Introduction Anterior plate constructs for cervical discectomy and fusion have been linked to postoperative dysphagia, increased operative times, and wider surgical exposures. Several “low profile” integrated stand-alone spacers (SAS) have been developed. While these spacers have demonstrated successful clinical outcomes and similar biomechanical stability to anterior plate constructs in single-level fusions, their biomechanical stability in multi-level constructs has not yet been established. Methods Twelve human cadaveric cervical spines (C2-T2) were nondestructively tested with a six-degree-of-freedom simulator under axial rotation (AR), flexion-extension (FE), and lateral bending (LB) loading. After intact analysis, each specimen underwent sequential instrumentation and testing: (A) C5-6 spacer/plate with C6-7 SAS; (B) C5-7 SAS; (C) C5-7 spacer/plate.

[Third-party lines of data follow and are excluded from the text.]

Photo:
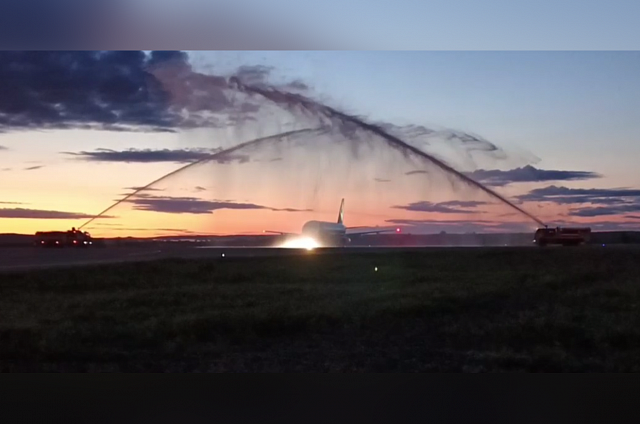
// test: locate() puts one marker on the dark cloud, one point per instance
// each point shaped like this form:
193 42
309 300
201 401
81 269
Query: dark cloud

Range of motion (ROM) data was obtained and analyzed with paired t-tests and Bonferroni correction. Results The 2-level plate construct significantly reduced flexion-extension ROM compared to the 2-level SAS (5.6 ± 3.4 degrees versus 11.6 ± 4.6 degrees, respectively; p < 0.05). There was a significantly increased segmental ROM in the 2-level SAS construct compared to the 2-level hybrid construct in flexion-extension as well (11.6 ± 4.6 degrees versus 7.2 ± 2.4 degrees, respectively, p < 0.05). There was no significant difference in lateral bending and axial rotation ( p > 0.05) between the three different 2-level constructs. Conclusions Our study found that hybrid and 2-level SAS constructs are comparable to conventional anterior plate constructs in lateral bending and axial rotation, but there was an increase in flexion-extension motion allowed with constructs that incorporated a SAS. Stand-alone cervical spacers with integrated screws for hybrid and 2-level SAS constructs are reasonable alternatives to two-level plate fixation; however, clinical trials are necessary to determine if the increased ROM in flexion-extension noted in the SAS constructs translates to clinical outcome.